With the success of the first year, the Liebschers knew they would do the corn maze again. They built a barn and added a new concession stand. They also interviewed some tough critics; teachers that came out to the farm. “We had a retired schoolteacher that worked for us, and she said if you want to get the truth to interview teachers. So, we created a survey that all the teachers filled out, and everything that came back said it was wonderful, a great concept, and a great idea,” Loren said. “But, they added they weren’t coming back until we got indoor bathrooms. That was the number one request from the teachers, so we definitely made that change.”

As the interest in the corn maze grew, P Bar Farms continued to expand. First a petting zoo was added, and then a new barn. With more requests for parties, more buildings went up. The Liebschers wanted the property to resemble an old family farm, so they purchased an old home in Hinton, Okla., and moved it in. “We wanted to use it as a bed and breakfast. That never really worked out, but we rented it for a while. Now it’s regularly booked as an Airbnb. People like to get away and get out in the country,” Kim shared.

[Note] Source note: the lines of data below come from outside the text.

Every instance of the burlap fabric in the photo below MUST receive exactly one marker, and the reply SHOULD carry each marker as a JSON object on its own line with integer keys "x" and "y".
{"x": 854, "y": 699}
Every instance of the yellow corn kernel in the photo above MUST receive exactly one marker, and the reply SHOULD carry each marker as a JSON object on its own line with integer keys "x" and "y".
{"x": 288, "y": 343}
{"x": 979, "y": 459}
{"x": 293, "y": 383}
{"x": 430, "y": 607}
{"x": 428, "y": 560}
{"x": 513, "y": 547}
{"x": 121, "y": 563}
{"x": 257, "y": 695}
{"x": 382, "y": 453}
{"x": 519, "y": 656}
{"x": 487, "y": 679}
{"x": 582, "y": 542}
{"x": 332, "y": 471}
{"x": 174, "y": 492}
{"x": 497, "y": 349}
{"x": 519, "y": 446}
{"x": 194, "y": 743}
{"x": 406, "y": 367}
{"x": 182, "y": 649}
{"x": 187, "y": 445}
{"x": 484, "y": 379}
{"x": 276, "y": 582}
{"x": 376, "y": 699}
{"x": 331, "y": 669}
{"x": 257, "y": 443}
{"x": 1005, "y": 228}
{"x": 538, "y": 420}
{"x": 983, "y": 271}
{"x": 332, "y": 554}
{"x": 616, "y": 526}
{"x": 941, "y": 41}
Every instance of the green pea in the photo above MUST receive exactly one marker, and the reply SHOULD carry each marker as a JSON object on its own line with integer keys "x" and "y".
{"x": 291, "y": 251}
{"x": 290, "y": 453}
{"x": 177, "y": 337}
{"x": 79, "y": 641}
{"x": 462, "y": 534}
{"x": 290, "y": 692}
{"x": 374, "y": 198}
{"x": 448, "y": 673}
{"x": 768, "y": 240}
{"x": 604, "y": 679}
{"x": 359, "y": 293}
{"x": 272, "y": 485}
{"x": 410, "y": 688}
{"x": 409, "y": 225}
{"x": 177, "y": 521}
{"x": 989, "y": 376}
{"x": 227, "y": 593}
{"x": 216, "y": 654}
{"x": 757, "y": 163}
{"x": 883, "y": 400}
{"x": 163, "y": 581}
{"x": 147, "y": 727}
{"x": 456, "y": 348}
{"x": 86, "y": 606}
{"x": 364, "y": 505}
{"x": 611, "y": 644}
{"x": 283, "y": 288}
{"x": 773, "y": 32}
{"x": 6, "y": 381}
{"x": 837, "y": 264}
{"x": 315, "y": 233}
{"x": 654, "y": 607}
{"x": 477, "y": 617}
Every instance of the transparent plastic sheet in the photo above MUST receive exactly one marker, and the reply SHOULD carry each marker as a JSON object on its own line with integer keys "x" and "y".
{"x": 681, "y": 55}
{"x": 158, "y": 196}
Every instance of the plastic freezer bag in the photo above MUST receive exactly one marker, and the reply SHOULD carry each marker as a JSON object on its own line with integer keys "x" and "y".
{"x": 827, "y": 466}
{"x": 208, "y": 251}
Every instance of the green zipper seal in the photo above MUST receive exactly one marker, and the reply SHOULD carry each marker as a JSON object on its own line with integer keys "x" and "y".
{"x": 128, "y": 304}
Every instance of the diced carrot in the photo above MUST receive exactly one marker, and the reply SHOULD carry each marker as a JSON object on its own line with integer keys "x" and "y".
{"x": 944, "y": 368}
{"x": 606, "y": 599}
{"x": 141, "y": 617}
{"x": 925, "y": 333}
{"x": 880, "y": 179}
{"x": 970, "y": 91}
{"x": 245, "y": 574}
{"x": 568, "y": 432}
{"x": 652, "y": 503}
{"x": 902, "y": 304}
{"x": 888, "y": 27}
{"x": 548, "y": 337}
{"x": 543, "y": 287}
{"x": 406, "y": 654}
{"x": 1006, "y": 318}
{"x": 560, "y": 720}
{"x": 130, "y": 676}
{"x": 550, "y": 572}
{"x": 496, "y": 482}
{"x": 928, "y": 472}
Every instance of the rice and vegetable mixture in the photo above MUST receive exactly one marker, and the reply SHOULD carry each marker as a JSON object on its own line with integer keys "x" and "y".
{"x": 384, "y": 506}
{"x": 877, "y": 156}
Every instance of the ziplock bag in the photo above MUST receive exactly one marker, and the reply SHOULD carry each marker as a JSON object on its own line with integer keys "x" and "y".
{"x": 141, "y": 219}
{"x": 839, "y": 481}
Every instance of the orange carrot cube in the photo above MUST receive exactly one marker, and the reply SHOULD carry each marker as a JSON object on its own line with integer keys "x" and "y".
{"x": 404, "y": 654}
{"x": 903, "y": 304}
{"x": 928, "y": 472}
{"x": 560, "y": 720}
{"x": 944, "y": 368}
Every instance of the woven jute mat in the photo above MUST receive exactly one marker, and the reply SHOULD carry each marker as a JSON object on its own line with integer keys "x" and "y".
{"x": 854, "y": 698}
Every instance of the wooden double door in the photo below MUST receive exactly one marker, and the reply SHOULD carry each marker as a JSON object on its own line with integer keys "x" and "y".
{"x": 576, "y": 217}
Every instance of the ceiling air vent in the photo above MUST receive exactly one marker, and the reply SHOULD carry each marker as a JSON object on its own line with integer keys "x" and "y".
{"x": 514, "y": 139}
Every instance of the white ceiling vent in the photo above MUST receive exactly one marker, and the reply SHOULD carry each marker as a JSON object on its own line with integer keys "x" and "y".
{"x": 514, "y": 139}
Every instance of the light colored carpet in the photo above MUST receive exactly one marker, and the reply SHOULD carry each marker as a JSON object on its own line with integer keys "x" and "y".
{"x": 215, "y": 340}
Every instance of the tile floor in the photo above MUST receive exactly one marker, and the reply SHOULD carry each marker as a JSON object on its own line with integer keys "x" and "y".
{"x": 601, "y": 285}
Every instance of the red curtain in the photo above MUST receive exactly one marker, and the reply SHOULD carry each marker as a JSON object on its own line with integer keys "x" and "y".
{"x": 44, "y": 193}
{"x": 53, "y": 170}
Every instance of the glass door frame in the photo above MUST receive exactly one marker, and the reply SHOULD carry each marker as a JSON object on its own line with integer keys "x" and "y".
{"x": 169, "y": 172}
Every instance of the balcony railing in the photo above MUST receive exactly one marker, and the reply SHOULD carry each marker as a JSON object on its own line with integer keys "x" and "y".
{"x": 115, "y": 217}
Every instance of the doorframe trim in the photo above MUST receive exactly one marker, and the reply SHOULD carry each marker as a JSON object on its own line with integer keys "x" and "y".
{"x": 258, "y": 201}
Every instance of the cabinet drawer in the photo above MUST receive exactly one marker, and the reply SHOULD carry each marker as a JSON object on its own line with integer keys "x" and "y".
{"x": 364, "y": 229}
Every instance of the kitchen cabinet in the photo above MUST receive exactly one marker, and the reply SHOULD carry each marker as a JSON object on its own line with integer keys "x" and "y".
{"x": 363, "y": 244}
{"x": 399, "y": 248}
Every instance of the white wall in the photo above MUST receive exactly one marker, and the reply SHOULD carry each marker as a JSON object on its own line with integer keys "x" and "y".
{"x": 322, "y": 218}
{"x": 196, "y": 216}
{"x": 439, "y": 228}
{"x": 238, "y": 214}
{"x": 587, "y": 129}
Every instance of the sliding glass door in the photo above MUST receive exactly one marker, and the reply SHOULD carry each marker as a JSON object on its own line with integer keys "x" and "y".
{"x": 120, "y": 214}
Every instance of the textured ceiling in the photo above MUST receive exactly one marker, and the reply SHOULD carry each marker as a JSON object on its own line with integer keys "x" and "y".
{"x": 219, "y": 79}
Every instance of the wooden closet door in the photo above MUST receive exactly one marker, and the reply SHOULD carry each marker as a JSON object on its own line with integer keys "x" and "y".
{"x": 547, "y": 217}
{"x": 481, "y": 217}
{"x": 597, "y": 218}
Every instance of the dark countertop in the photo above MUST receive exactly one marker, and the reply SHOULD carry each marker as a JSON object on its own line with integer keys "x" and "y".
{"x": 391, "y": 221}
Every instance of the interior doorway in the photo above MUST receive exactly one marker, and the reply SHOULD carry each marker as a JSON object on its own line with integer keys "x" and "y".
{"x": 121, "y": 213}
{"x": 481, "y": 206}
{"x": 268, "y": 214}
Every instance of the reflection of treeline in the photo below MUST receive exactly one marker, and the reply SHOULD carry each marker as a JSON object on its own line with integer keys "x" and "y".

There have been very few noticeable failures in the past two decades. The only other memorable one was a venture with a greenhouse. “With the wind in Oklahoma, that didn’t work for us. We had put asphalt in the bottom of our greenhouse, so we used that and put in a new party barn,” Loren said.

Soon a pumpkin patch was added to compliment the maze and the rest of the farm. “We’ve always had a pumpkin patch. The problem is pumpkins can be really hard to grow if you don’t rotate them, so we don’t do that real well. Our first year we had more than we could sell, but after that we really were going through them. Now we’re going through 15-20,000 pumpkins a year, and we can’t grow that many, so we just buy them,” Loren added.

It was only a few years ago that the Liebschers added a sunflower patch to the mix, taking up a few more acres covered by the pivot. “The first year they were fun and pretty, but we didn’t have a lot of visitors. This year has been different, and I think our daughter is probably the reason for that success. She has a marketing degree and it’s been unbelievable,” Kim said. “Oklahoma Tourism did a post about a ‘mystical sunflower patch.’ Now people are here all the time while they’re blooming to take photos.”

The sunflower patch is just a few acres, but the Liebschers feel it’s the perfect size. “We have found that the smaller the patch, the better people take care of it,” he said. “Plus, sunflowers are tricky. They either make it or they don’t, but this has been a very good year for them.